[2024-04-19] Dr. Wan-Duo Kurt Ma, Weta and Victoria University of Wellington,” Diffusion-model Unleashed: Bridging Theory to Practice with Enhanced Controllability”

  • 2024-04-02
  • HSIN-YI SUNG
Title: Diffusion-model Unleashed: Bridging Theory to Practice with Enhanced Controllability 
Date: 2024/04/19 14:20-15:30
Location:  
CSIE  R103
Speaker:
 Dr. Wan-Duo Kurt Ma, Weta and Victoria University of Wellington

Host: Prof. Yung-Yu Chuang

Abstract:
The progress in stable diffusion models for text-to-image and text-to-video tasks has been remarkable, allowing for the automatic generation of images and videos from textual prompts. However, despite
the success of this synthesis approach, there is a recognized limitation in the controllability of the generated subjects. Additionally, the extensive training data and memory requirements associated with these models increase the cost, and further inspire the exploration of innovations using zero/few-shot learning, online optimization, and fine-tuning methods.
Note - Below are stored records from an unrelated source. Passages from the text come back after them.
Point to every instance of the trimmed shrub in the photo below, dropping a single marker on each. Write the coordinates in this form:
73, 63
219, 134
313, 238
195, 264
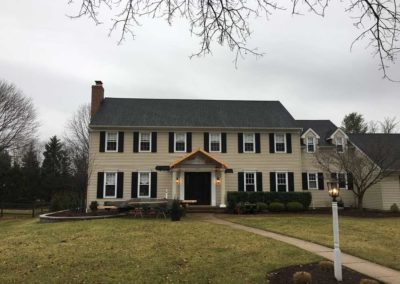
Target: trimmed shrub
294, 206
394, 208
93, 206
233, 198
302, 277
261, 206
276, 207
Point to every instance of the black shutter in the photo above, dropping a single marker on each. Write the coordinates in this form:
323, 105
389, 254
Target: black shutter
320, 181
291, 181
154, 142
135, 142
259, 181
240, 142
223, 142
206, 141
153, 193
100, 184
171, 142
350, 184
120, 185
288, 143
102, 141
134, 185
304, 179
120, 142
189, 142
240, 181
271, 143
258, 145
272, 181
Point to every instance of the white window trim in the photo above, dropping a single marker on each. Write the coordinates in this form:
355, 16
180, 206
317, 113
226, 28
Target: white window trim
138, 187
140, 144
255, 181
276, 181
105, 183
254, 143
116, 148
308, 180
183, 151
284, 142
220, 142
314, 143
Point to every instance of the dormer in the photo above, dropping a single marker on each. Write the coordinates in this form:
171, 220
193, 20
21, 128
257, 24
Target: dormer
339, 139
310, 139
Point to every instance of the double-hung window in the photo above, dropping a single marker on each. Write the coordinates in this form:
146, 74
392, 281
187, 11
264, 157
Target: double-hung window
112, 141
144, 185
180, 142
312, 180
282, 181
249, 142
310, 144
110, 185
250, 182
340, 144
145, 142
280, 143
215, 142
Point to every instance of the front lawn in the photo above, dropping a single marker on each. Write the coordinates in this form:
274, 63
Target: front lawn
138, 251
374, 239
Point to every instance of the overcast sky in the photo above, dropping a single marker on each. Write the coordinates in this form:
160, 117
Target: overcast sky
307, 64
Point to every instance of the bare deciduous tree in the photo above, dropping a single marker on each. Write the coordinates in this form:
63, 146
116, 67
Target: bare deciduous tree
17, 118
389, 125
366, 170
228, 22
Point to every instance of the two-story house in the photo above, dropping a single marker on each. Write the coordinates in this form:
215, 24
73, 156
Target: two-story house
201, 149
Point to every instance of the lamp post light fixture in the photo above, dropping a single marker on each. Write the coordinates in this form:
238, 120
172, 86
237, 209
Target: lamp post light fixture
333, 191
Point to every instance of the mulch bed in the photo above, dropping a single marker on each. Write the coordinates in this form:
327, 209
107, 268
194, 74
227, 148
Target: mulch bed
82, 214
318, 275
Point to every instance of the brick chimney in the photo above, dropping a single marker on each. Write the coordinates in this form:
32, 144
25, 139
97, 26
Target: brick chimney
97, 97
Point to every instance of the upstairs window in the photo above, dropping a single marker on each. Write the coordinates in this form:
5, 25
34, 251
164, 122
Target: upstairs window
310, 144
280, 143
340, 144
249, 142
144, 185
281, 182
180, 142
312, 180
110, 185
215, 142
250, 182
111, 141
145, 142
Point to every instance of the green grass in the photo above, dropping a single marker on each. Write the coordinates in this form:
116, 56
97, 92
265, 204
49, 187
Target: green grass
374, 239
138, 251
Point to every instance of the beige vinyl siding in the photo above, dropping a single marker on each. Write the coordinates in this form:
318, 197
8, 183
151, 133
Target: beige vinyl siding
390, 191
129, 162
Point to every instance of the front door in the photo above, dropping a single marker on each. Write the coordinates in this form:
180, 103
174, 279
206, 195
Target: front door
198, 187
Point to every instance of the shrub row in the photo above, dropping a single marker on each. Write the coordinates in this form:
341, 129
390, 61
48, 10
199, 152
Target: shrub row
234, 198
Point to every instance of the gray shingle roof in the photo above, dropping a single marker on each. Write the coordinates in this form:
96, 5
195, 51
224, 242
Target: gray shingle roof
377, 144
192, 113
324, 128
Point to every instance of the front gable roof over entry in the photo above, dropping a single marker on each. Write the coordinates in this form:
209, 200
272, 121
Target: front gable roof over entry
202, 156
127, 112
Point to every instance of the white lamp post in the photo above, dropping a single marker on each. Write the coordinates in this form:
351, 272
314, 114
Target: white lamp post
337, 260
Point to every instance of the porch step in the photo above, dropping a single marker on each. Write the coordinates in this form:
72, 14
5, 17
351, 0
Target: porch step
204, 209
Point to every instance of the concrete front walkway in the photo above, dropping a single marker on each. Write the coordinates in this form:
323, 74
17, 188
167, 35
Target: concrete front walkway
371, 269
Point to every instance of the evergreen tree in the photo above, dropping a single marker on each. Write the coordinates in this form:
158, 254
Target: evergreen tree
55, 168
354, 123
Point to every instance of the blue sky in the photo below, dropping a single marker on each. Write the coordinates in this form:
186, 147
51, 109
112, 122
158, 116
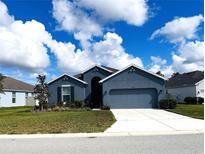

This presentation provides an overview of various aspects regarding diffusion models. Initially, we explore the diffusion models from theoretical foundations to practical applications. Next, we examine its limitations and explore the proposed methods to enhance controllability for image and video generation. Finally, we demonstrate practical approaches for efficiently implementing and studying diffusion research.



Biography:

Wan-Duo Kurt Ma currently holds the position of a machine learning-based researcher at Wētā FX and serves as a research fellow at Victoria University of Wellington, both located in Wellington, New Zealand. He completed his PhD degree at Victoria University of Wellington in 2022 under the supervision of Dr. J.P. Lewis and Prof. W. Bastiaan Kleijn. Presently, Kurt continues to actively engage in academic research, focusing primarily on topics related to diffusion. At Wētā FX, Kurt plays a pivotal role as one of the researchers involved in the development of a facial motion solver using deep learning techniques called FDLS (Facial Deep Learning Solver). This solver has been utilized in various films, including Gemini Man (2019), She-Hulk (2022), Better Man (2024), and Kingdom of the Planet of the Apes (2024).